A cheap drug may slow down aging. a study will determine if it works.

Allison Aubrey

A drug taken by millions of people to control diabetes may do more than lower blood sugar.

Research suggests metformin has anti-inflammatory effects that could help protect against common age-related diseases including heart disease, cancer, and cognitive decline.

Scientists who study the biology of aging have designed a clinical study, known as The TAME Trial, to test whether metformin can help prevent these diseases and promote a longer healthspan in healthy, older adults.

Michael Cantor, an attorney, and his wife Shari Cantor , the mayor of West Hartford, Connecticut both take metformin. "I tell all my friends about it," Michael Cantor says. "We all want to live a little longer, high-quality life if we can," he says.

Michael Cantor started on metformin about a decade ago when his weight and blood sugar were creeping up.

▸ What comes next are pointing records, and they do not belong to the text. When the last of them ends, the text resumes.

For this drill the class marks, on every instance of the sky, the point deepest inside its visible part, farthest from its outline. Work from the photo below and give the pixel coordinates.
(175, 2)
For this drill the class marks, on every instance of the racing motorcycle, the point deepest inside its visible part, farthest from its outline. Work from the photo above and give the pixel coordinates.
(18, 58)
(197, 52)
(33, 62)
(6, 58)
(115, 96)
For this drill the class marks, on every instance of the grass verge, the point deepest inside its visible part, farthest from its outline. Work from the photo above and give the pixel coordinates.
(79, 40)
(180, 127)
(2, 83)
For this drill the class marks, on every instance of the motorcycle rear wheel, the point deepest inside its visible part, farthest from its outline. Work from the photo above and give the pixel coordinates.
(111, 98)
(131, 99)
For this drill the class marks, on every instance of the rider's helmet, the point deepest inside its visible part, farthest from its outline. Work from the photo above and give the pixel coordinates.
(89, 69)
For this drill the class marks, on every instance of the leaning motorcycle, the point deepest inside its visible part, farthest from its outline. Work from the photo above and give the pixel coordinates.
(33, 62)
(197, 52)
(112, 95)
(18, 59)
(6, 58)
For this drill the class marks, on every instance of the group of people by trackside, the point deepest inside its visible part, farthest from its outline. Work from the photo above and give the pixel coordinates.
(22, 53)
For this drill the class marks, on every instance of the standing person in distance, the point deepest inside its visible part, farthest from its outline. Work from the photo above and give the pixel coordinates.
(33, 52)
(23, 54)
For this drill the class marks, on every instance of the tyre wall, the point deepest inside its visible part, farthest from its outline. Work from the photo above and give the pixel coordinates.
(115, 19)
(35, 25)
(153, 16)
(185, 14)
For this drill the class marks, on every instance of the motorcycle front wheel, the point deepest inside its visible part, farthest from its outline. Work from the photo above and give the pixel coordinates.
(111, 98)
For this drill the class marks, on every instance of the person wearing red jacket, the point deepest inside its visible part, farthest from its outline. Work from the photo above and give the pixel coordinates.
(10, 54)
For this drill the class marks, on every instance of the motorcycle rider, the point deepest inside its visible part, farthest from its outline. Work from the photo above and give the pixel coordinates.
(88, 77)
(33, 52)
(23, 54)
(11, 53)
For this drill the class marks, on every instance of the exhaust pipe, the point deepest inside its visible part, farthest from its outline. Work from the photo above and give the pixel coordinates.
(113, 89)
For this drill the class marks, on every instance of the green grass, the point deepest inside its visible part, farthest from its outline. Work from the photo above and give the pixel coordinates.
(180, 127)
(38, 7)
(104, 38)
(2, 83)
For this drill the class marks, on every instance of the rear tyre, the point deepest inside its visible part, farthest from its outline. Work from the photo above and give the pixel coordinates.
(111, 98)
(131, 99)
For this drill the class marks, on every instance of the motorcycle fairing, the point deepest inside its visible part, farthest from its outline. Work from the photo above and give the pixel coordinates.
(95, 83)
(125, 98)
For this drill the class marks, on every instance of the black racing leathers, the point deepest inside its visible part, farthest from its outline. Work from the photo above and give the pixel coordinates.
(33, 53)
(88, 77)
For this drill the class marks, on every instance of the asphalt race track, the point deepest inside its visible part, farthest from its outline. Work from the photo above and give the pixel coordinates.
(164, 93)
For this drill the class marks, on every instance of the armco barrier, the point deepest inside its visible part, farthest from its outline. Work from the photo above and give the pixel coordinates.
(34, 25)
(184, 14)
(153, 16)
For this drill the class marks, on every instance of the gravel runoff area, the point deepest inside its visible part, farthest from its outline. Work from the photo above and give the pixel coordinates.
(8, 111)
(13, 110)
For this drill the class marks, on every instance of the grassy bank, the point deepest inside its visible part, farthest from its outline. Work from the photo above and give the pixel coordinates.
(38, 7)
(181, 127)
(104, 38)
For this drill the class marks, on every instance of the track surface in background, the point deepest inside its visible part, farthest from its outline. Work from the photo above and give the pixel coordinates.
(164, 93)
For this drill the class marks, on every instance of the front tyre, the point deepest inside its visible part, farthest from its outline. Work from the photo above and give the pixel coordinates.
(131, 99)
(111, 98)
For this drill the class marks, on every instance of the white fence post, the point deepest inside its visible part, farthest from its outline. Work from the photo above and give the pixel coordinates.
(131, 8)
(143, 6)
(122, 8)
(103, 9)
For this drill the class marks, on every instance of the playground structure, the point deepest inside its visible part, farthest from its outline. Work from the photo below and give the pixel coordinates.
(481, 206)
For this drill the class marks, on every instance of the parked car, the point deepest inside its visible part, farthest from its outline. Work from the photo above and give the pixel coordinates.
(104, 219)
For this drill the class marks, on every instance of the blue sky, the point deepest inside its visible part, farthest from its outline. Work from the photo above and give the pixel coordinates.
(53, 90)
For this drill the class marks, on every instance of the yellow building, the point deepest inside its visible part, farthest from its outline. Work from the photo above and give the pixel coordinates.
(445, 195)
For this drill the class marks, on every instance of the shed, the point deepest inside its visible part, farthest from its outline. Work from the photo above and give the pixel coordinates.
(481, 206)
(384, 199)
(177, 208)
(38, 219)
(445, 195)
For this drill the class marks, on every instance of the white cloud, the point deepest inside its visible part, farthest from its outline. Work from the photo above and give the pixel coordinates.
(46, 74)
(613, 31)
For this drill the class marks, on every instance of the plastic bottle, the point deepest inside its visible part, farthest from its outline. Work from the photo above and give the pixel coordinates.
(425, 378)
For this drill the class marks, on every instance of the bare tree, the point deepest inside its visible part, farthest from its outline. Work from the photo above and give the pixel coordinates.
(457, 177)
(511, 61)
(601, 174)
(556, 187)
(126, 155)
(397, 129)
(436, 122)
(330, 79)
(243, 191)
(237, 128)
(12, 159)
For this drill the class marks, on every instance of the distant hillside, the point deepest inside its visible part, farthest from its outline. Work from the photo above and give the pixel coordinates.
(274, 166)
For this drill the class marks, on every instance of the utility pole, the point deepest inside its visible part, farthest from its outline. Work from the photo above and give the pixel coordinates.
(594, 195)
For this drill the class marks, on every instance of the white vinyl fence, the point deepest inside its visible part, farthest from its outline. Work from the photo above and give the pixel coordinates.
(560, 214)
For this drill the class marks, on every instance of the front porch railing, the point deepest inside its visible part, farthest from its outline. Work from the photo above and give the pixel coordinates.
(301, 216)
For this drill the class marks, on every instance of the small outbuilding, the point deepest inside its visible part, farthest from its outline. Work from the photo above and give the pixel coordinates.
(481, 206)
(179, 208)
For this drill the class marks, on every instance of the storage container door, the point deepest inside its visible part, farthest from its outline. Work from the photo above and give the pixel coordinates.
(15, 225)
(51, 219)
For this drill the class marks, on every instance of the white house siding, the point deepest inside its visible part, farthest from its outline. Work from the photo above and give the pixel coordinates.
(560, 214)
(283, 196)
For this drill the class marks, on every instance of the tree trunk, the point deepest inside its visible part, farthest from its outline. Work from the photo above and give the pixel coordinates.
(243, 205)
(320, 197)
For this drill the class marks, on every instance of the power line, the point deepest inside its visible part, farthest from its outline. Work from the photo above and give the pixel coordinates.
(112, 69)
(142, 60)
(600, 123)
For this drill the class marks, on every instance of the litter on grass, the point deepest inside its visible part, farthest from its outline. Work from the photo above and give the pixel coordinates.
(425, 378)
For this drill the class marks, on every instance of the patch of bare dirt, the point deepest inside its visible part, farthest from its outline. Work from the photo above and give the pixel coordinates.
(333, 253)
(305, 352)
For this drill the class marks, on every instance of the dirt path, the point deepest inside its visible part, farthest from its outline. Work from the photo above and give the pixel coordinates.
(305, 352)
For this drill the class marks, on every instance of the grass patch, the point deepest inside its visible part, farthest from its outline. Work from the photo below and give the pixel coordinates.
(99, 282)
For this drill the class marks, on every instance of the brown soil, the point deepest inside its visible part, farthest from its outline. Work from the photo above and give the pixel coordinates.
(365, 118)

Shari Cantor began taking metformin during the pandemic after she read that it may help protect against serious infections.

Shari and Michael Cantor both take metformin. They are both in their mid-60s and say they feel healthy and full of energy. Theresa Oberst/Michael Cantor hide caption

Shari and Michael Cantor both take metformin. They are both in their mid-60s and say they feel healthy and full of energy.

The Cantors are in their mid-60s and both say they feel healthy and have lots of energy. Both noticed improvements in their digestive systems – feeling more "regular" after they started on the drug,

Metformin costs less than a dollar a day, and depending on insurance, many people pay no out-of-pocket costs for the drug.

"I don't know if metformin increases lifespan in people, but the evidence that exists suggests that it very well might," says Steven Austad , a senior scientific advisor at the American Federation for Aging Research who studies the biology of aging.

An old drug with surprising benefits

Metformin was first used to treat diabetes in the 1950s in France. The drug is a derivative of guanidine , a compound found in Goat's Rue, an herbal medicine long used in Europe.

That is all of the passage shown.